Scenario 4: Device sensors real-time anomaly detection and notifications - Streaming Data Solutions on AWS

Scenario 4: Device sensors real-time anomaly detection and notifications

Company ABC4Logistics transports highly flammable petroleum products such as gasoline, liquid propane (LPG), and naphtha from the port to various cities. There are hundreds of vehicles which have multiple sensors installed on them for monitoring things such as location, engine temperature, temperature inside the container, driving speed, parking location, road conditions, and so on. One of the requirements ABC4Logistics has is to monitor the temperatures of the engine and the container in real-time and alert the driver and the fleet monitoring team in case of any anomaly. To detect such conditions and generate alerts in real-time, ABC4Logistics implemented the following architecture on AWS.


        ABC4Logistics’s device sensors real-time anomaly detection and notifications
          architecture

ABC4Logistics’s device sensors real-time anomaly detection and notifications architecture

Data from device sensors is ingested by AWS IoT Gateway, where the AWS IoT rules engine will make the streaming data available in Amazon Kinesis Data Streams. Using Managed Service for Apache Flink, ABC4Logistics can perform the real-time analytics on streaming data in Kinesis Data Streams.

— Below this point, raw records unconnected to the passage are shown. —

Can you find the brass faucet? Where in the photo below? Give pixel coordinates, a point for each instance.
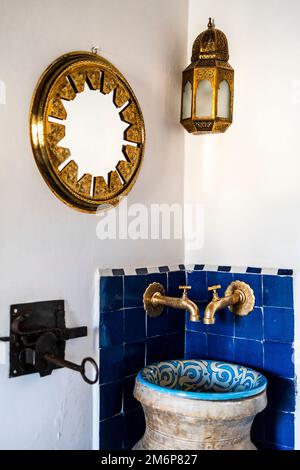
(239, 297)
(155, 301)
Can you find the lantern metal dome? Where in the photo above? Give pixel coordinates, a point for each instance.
(208, 84)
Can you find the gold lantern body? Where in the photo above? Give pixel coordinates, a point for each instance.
(208, 85)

Using Managed Service for Apache Flink, ABC4Logistics can detect if temperature readings from the sensors deviate from the normal readings over a period of ten seconds, and ingest the record onto another Kinesis Data Streams instance, identifying the anomalous records. Amazon Kinesis Data Streams then invokes Lambda functions, which can send the alerts to the driver and the fleet monitoring team through Amazon SNS.

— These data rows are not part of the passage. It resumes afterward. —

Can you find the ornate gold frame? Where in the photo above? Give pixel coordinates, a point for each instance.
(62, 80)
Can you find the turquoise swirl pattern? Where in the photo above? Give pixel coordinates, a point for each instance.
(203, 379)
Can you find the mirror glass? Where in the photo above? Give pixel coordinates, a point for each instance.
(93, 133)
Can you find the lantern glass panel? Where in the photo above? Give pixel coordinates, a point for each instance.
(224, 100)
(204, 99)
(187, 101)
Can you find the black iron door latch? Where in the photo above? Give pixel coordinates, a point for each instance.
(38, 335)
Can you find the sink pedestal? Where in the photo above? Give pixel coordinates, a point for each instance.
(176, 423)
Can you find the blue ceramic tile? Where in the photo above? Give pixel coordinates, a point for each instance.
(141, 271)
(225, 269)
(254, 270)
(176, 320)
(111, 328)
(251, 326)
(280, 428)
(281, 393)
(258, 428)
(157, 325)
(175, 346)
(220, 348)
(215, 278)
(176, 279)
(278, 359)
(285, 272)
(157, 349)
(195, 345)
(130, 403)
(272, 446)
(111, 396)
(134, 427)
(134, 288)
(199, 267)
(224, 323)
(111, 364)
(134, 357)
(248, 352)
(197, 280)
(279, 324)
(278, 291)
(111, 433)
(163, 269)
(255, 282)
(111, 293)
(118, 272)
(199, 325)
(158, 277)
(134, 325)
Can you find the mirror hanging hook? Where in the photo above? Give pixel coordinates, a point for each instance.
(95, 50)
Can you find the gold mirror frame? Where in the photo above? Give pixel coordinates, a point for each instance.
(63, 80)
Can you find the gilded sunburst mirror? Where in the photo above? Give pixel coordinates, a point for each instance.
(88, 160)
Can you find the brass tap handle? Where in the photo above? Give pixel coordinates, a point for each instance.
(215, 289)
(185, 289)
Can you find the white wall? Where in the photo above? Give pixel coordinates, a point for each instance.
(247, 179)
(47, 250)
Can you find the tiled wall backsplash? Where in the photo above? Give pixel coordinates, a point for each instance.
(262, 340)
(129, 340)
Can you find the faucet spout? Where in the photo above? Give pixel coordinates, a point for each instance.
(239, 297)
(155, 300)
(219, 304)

Data in Kinesis Data Streams is also pushed down to Amazon Data Firehose. Amazon Data Firehose persists this data in Amazon S3, allowing ABC4Logistics to perform batch or near-real time analytics on sensor data. ABC4Logistics uses Amazon Athena to query data in Amazon S3, and Amazon QuickSight for visualizations. For long-term data retention, the S3 Lifecycle policy is used to archive data to Amazon S3 Glacier.

Important components of this architecture are detailed next.

Amazon Managed Service for Apache Flink

Amazon Managed Service for Apache Flink enables you to transform and analyze streaming data and respond to anomalies in real time. It is a serverless service on AWS, which means Managed Service for Apache Flink takes care of provisioning, and elastically scales the infrastructure to handle any data throughput. This takes away all the undifferentiated heavy lifting of setting up and managing the streaming infrastructure, and enables you to spend more time on writing steaming applications.

With Amazon Managed Service for Apache Flink, you can interactively query streaming data using multiple options, including Standard SQL, Apache Flink applications in Java, Python and Scala, and build Apache Beam applications using Java to analyze data streams.

These options provide you with flexibility of using a specific approach depending on the complexity level of streaming application and source/target support. The following section discusses Managed Service for Apache Flink for Flink applications.

Apache Flink is a popular open-source framework and distributed processing engine for stateful computations over unbounded and bounded data streams. Apache Flink is designed to perform computations at in-memory speed and at scale with support for exactly-one semantics. Apache Flink-based applications help achieve low latency with high throughput in a fault tolerant manner.

With Amazon Managed Service for Apache Flink, you can author and run code against streaming sources to perform time series analytics, feed real-time dashboards, and create real-time metrics without managing the complex distributed Apache Flink environment. You can use the high-level Flink programming features in the same way that you use them when hosting the Flink infrastructure yourself.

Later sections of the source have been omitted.